Retrieval Likelihood#

After fitting a transmission spectrum with ExoIris, the next step is often atmospheric retrieval: comparing the measured spectrum to theoretical models to infer atmospheric properties. This step requires a likelihood function that properly accounts for the statistical structure of the ExoIris posterior, and a naive approach fails in a subtle but important way.

The Rank-Deficiency Problem#

ExoIris parameterises the transmission spectrum with \(K\) radius-ratio knots, which are then interpolated to \(M\) data wavelengths. Since \(M \gg K\), the posterior samples live in a \(K\)-dimensional subspace of the \(M\)-dimensional wavelength space. The full \(M \times M\) covariance matrix is therefore singular: it has only \(K\) non-zero eigenvalues. A standard multivariate Gaussian likelihood cannot be evaluated because the covariance matrix is not invertible.
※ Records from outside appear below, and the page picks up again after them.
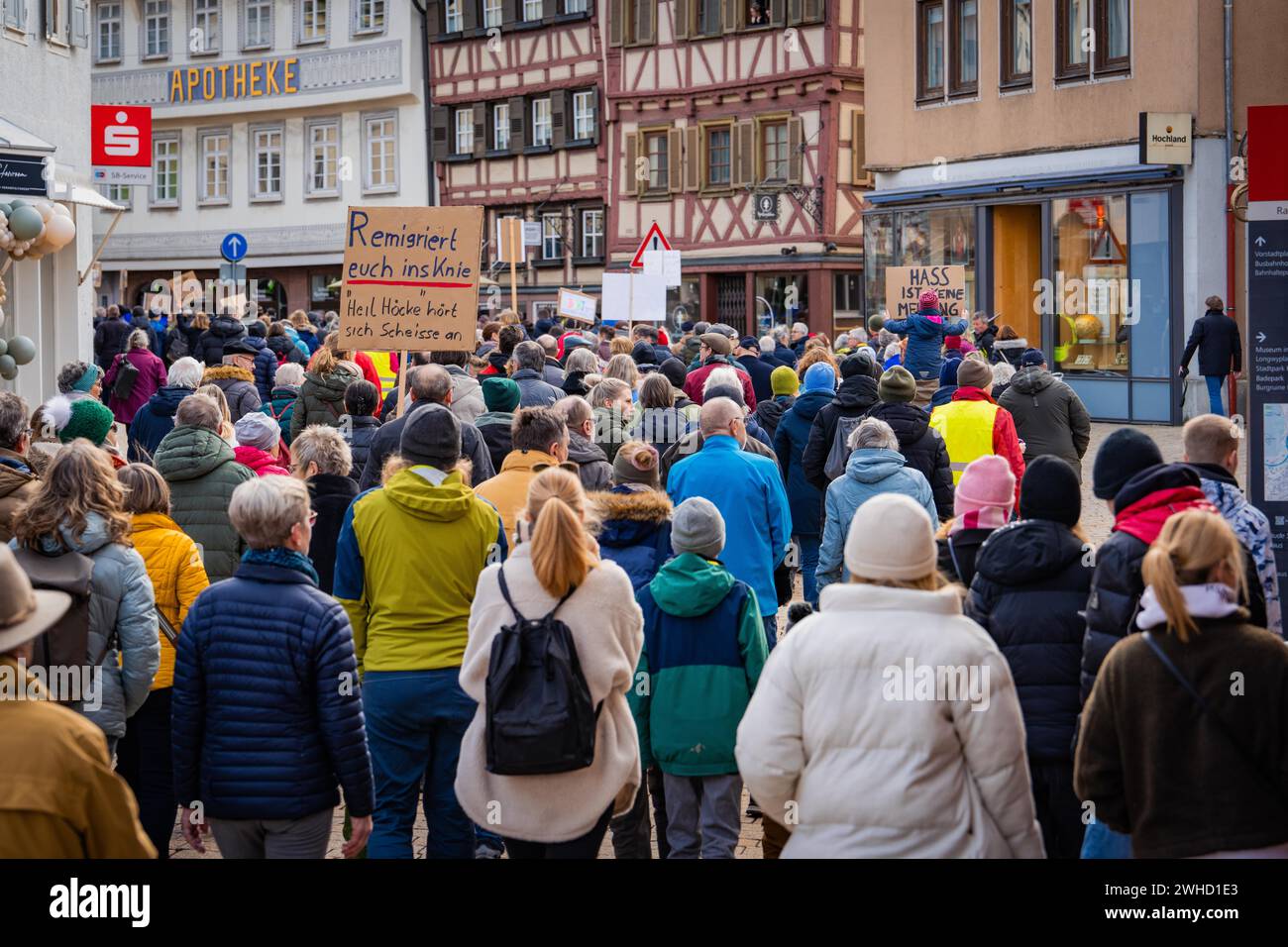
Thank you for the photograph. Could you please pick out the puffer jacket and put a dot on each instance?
(268, 646)
(321, 399)
(202, 474)
(835, 735)
(1031, 579)
(854, 398)
(239, 388)
(790, 442)
(123, 625)
(154, 421)
(1050, 418)
(635, 530)
(921, 449)
(174, 566)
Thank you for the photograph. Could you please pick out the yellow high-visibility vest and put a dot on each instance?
(967, 431)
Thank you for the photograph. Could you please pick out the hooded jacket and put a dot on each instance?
(703, 652)
(154, 421)
(868, 472)
(835, 733)
(1048, 416)
(921, 449)
(635, 531)
(202, 474)
(1031, 579)
(854, 398)
(404, 616)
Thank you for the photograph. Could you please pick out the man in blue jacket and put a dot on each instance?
(748, 491)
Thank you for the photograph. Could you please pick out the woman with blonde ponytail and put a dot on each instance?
(1183, 740)
(557, 571)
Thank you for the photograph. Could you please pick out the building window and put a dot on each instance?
(552, 236)
(584, 115)
(592, 234)
(258, 24)
(719, 165)
(313, 22)
(213, 172)
(323, 158)
(1017, 43)
(464, 119)
(165, 171)
(501, 127)
(267, 161)
(107, 33)
(541, 127)
(380, 153)
(156, 29)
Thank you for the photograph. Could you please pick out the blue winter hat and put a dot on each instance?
(820, 376)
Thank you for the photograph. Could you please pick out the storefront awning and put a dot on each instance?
(1121, 174)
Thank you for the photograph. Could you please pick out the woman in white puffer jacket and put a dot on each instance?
(887, 725)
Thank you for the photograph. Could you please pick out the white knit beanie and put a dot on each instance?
(892, 538)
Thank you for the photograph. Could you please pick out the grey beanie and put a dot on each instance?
(697, 527)
(432, 436)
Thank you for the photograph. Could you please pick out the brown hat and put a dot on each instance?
(717, 343)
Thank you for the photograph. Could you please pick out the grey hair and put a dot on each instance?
(874, 434)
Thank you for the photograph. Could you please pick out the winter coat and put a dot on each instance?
(1216, 337)
(868, 474)
(921, 449)
(18, 483)
(854, 398)
(239, 388)
(154, 421)
(703, 652)
(748, 491)
(605, 628)
(1157, 768)
(1031, 579)
(267, 646)
(1048, 416)
(330, 496)
(174, 567)
(321, 399)
(359, 433)
(835, 733)
(925, 341)
(59, 796)
(389, 436)
(790, 442)
(635, 530)
(123, 624)
(202, 474)
(149, 381)
(592, 466)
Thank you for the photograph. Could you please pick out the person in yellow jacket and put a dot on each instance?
(58, 793)
(174, 566)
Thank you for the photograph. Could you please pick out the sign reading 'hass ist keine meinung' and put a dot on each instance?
(410, 278)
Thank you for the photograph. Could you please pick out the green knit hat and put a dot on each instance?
(784, 380)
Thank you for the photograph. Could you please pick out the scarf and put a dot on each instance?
(282, 558)
(1211, 600)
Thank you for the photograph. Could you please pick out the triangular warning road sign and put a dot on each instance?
(653, 240)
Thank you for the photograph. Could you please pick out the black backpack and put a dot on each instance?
(539, 712)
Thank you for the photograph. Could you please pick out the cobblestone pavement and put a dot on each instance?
(1096, 522)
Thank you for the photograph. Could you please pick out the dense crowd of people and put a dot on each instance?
(539, 600)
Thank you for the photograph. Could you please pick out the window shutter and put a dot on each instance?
(795, 158)
(692, 158)
(518, 121)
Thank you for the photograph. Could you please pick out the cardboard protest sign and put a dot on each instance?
(905, 283)
(411, 278)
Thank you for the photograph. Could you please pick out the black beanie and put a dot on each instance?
(1050, 489)
(1122, 455)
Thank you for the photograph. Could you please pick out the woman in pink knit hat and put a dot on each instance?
(984, 499)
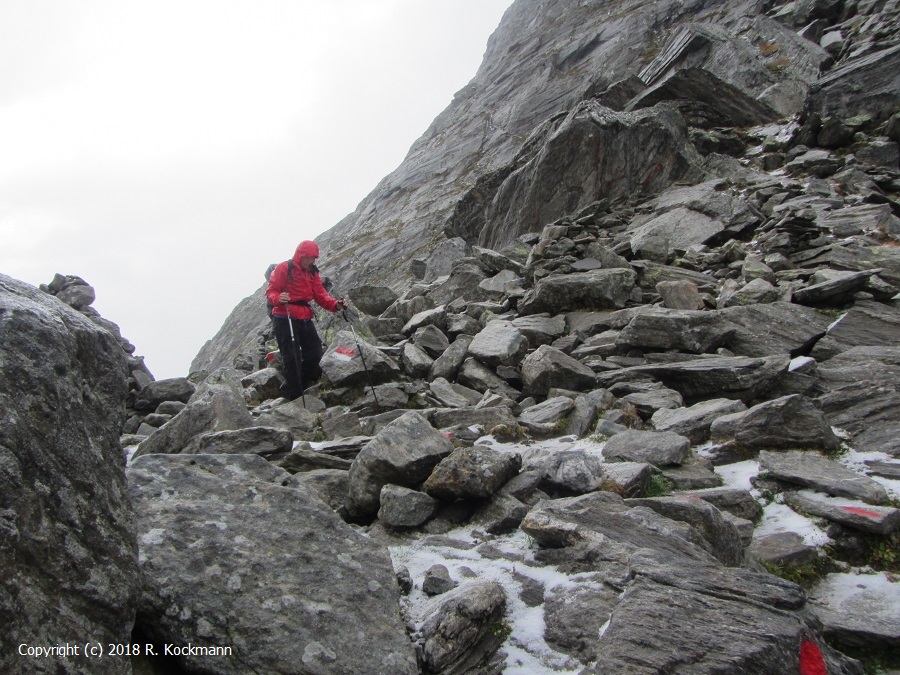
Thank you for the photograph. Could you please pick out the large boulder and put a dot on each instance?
(736, 377)
(596, 289)
(217, 405)
(660, 448)
(499, 343)
(660, 329)
(403, 453)
(583, 160)
(810, 469)
(787, 422)
(351, 361)
(233, 555)
(68, 552)
(471, 473)
(548, 367)
(865, 85)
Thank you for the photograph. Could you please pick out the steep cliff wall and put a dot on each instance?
(545, 56)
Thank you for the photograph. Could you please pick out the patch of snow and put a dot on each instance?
(799, 362)
(842, 586)
(856, 461)
(526, 649)
(739, 474)
(129, 452)
(778, 517)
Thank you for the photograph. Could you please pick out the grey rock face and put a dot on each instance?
(218, 405)
(403, 453)
(68, 552)
(736, 501)
(663, 329)
(548, 367)
(645, 626)
(291, 416)
(695, 421)
(603, 518)
(774, 328)
(680, 295)
(722, 536)
(255, 440)
(732, 377)
(500, 343)
(783, 548)
(174, 389)
(857, 515)
(867, 617)
(787, 422)
(659, 448)
(597, 289)
(342, 362)
(544, 417)
(574, 618)
(456, 633)
(449, 362)
(572, 472)
(810, 469)
(372, 299)
(584, 153)
(875, 74)
(201, 581)
(402, 507)
(471, 473)
(540, 330)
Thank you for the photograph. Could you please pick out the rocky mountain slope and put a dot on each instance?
(628, 400)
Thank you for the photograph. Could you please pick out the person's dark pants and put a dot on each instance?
(308, 349)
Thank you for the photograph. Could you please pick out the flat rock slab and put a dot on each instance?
(773, 328)
(859, 609)
(857, 515)
(737, 377)
(660, 448)
(230, 556)
(783, 548)
(812, 470)
(658, 628)
(694, 421)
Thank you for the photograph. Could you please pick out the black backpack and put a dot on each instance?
(268, 273)
(291, 266)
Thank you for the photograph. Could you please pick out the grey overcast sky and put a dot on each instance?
(168, 151)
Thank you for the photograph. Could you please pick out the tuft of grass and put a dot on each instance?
(660, 486)
(500, 629)
(885, 555)
(802, 575)
(875, 660)
(778, 66)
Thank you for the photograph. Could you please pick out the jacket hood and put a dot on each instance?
(306, 249)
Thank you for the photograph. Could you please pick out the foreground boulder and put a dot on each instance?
(233, 554)
(68, 556)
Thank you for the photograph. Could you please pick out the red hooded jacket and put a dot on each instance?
(305, 285)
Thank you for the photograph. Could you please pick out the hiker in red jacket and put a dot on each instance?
(293, 284)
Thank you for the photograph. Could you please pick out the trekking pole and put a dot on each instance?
(362, 357)
(297, 358)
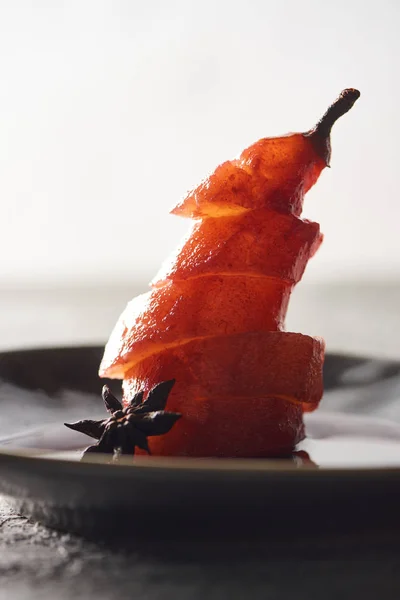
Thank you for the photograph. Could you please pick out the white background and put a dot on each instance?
(110, 110)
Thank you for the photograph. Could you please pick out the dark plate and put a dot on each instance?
(352, 484)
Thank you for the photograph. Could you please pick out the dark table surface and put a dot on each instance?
(36, 563)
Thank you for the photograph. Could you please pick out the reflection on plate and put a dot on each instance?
(353, 444)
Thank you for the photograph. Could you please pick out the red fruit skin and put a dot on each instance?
(273, 173)
(193, 309)
(260, 242)
(253, 385)
(214, 318)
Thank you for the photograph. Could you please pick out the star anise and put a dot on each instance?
(128, 428)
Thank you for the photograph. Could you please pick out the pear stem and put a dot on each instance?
(339, 107)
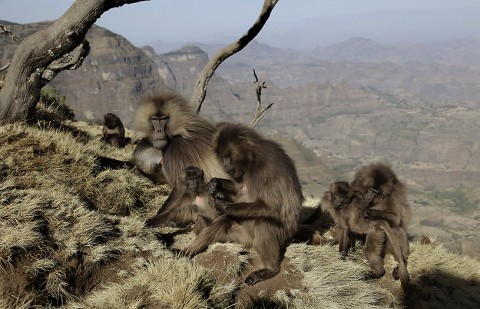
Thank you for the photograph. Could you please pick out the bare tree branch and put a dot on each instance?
(10, 34)
(200, 89)
(67, 61)
(259, 113)
(37, 54)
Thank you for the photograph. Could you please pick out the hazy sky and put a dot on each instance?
(202, 20)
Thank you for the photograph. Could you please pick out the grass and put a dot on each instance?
(72, 235)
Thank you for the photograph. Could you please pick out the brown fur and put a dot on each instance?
(189, 138)
(194, 204)
(390, 200)
(113, 130)
(267, 212)
(348, 210)
(148, 161)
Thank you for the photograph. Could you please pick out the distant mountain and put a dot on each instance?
(415, 106)
(111, 79)
(435, 25)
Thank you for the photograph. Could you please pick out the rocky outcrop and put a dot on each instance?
(112, 78)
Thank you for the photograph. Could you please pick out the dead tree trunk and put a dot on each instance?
(200, 89)
(44, 54)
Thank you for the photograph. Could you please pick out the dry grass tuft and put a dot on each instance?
(72, 236)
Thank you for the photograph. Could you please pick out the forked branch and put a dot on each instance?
(259, 113)
(11, 35)
(200, 89)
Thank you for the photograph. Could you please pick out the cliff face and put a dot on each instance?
(111, 79)
(422, 118)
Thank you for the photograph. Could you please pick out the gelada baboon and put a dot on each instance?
(148, 161)
(349, 210)
(379, 184)
(113, 130)
(266, 213)
(196, 203)
(168, 123)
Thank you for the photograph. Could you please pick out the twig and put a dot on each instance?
(200, 89)
(9, 33)
(259, 113)
(67, 61)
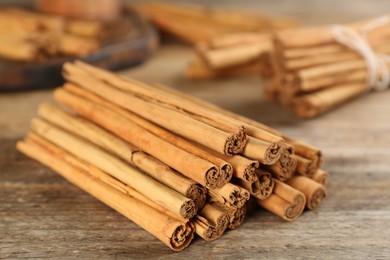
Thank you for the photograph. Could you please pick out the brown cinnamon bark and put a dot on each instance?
(151, 188)
(321, 177)
(236, 214)
(314, 192)
(311, 105)
(197, 69)
(230, 194)
(172, 232)
(186, 163)
(211, 222)
(262, 187)
(235, 55)
(285, 201)
(225, 168)
(209, 136)
(251, 206)
(195, 23)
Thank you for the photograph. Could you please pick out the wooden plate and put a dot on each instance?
(131, 41)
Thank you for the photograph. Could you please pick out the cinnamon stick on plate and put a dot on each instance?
(172, 232)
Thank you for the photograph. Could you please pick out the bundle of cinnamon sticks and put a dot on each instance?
(315, 71)
(174, 165)
(193, 23)
(28, 36)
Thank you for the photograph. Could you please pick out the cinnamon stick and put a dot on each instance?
(211, 222)
(97, 173)
(125, 151)
(209, 136)
(230, 194)
(197, 69)
(314, 192)
(188, 164)
(172, 232)
(236, 214)
(154, 190)
(285, 201)
(321, 177)
(225, 169)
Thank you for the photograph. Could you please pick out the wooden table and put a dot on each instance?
(42, 215)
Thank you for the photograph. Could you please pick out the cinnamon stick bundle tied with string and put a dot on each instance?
(319, 68)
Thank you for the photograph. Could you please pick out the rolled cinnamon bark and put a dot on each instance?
(126, 151)
(283, 169)
(236, 214)
(313, 104)
(285, 201)
(170, 231)
(267, 144)
(306, 151)
(205, 114)
(305, 167)
(18, 48)
(188, 164)
(265, 152)
(59, 153)
(230, 194)
(225, 168)
(238, 217)
(151, 188)
(314, 192)
(235, 55)
(266, 184)
(262, 187)
(211, 222)
(321, 177)
(251, 206)
(209, 136)
(197, 69)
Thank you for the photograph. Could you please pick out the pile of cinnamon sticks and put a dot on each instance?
(194, 23)
(314, 72)
(173, 164)
(28, 36)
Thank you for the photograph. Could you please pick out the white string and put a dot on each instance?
(378, 71)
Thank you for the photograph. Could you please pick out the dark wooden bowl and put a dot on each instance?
(130, 42)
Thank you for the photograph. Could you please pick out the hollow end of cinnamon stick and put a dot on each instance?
(238, 217)
(321, 176)
(314, 192)
(235, 143)
(197, 193)
(266, 185)
(265, 152)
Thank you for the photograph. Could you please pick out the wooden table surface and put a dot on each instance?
(42, 215)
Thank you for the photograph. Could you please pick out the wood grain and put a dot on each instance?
(42, 215)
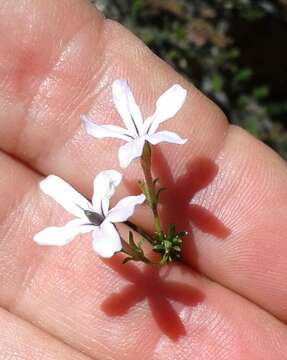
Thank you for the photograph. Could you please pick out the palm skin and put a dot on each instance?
(58, 60)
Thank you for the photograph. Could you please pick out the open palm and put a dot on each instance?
(58, 60)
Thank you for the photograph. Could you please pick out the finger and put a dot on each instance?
(96, 55)
(72, 294)
(21, 340)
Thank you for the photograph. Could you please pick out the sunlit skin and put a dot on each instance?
(58, 60)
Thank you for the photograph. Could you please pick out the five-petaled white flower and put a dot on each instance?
(138, 131)
(95, 216)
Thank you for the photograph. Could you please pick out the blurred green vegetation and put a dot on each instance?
(234, 51)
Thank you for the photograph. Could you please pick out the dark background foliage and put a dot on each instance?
(235, 51)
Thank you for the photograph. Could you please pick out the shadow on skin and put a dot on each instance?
(176, 207)
(151, 286)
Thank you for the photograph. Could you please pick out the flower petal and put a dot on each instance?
(105, 184)
(106, 240)
(130, 151)
(127, 107)
(167, 105)
(102, 131)
(124, 208)
(59, 236)
(65, 195)
(165, 136)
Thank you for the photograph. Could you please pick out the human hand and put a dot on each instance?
(58, 60)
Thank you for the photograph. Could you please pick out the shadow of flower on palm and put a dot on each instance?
(176, 203)
(151, 285)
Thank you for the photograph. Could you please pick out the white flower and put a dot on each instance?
(138, 131)
(95, 216)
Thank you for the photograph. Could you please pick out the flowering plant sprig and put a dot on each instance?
(95, 216)
(140, 137)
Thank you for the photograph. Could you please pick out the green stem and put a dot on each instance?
(146, 166)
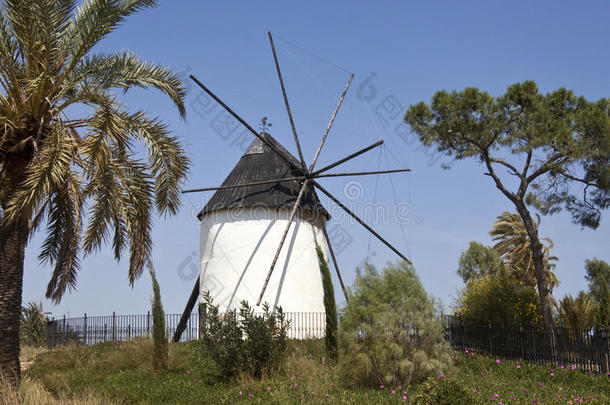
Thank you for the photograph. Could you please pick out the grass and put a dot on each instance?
(122, 373)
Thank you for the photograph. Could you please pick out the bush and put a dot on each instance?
(390, 332)
(248, 342)
(500, 299)
(33, 325)
(443, 391)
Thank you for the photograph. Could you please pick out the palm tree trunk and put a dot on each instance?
(539, 271)
(13, 240)
(12, 250)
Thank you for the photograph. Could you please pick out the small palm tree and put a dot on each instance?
(513, 244)
(577, 314)
(69, 149)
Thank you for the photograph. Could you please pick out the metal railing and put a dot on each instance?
(90, 330)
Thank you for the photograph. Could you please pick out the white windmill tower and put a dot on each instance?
(267, 215)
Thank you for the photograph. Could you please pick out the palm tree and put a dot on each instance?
(513, 244)
(577, 314)
(69, 149)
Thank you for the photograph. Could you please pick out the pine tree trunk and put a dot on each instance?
(12, 250)
(539, 271)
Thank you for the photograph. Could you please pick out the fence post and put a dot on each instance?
(491, 352)
(462, 333)
(534, 337)
(605, 350)
(521, 340)
(202, 311)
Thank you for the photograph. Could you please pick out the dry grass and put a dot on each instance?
(33, 393)
(28, 353)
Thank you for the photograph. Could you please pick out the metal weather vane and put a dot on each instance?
(307, 177)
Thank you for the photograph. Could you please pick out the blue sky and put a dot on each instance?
(401, 52)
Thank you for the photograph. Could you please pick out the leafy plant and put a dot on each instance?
(160, 349)
(390, 332)
(549, 151)
(71, 152)
(443, 391)
(596, 270)
(513, 244)
(33, 325)
(330, 308)
(500, 299)
(244, 342)
(602, 316)
(478, 261)
(577, 314)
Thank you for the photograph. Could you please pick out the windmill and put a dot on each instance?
(283, 188)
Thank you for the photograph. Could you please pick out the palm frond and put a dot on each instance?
(46, 173)
(67, 262)
(124, 71)
(104, 188)
(21, 17)
(168, 162)
(93, 20)
(137, 196)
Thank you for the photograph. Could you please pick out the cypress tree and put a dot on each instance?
(161, 347)
(602, 319)
(330, 307)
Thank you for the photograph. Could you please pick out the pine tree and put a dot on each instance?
(330, 307)
(161, 348)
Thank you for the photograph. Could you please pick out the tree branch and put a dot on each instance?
(505, 163)
(496, 179)
(545, 167)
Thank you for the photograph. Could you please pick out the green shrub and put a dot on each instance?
(248, 342)
(33, 325)
(443, 391)
(602, 316)
(160, 350)
(390, 333)
(330, 308)
(501, 300)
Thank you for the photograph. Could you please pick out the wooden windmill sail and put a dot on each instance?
(268, 175)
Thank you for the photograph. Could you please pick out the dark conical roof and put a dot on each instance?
(260, 163)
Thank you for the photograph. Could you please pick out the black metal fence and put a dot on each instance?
(588, 351)
(96, 329)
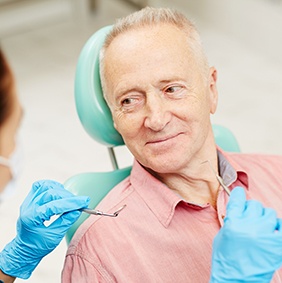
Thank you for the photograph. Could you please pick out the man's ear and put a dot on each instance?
(212, 88)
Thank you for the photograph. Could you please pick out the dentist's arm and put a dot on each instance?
(6, 278)
(248, 248)
(33, 240)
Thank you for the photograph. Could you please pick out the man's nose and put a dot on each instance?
(157, 112)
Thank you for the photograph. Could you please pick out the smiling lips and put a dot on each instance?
(162, 140)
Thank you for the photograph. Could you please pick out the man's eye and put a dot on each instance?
(127, 101)
(172, 89)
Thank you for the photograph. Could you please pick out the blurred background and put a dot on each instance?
(42, 40)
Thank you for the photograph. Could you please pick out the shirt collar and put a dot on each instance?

Karhunen-Loeve Decomposition#

ExoIris solves this using a Karhunen-Loeve (principal component) decomposition of the posterior covariance. The eigendecomposition identifies the \(K\) significant principal components and discards the near-zero eigenvalues that correspond to directions with no posterior variance. The resulting reduced-rank likelihood is:

\[\ln \mathcal{L} = -\frac{1}{2} \left( \sum_{i=1}^{K} \frac{p_i^2}{\lambda_i} + \ln \prod_{i=1}^{K} \lambda_i + K \ln 2\pi \right)\]

where \(p_i\) are the projections of the residuals onto the eigenvectors and \(\lambda_i\) are the corresponding eigenvalues. This gives a statistically rigorous likelihood that lives in the correct subspace, ready to be plugged into any atmospheric retrieval framework.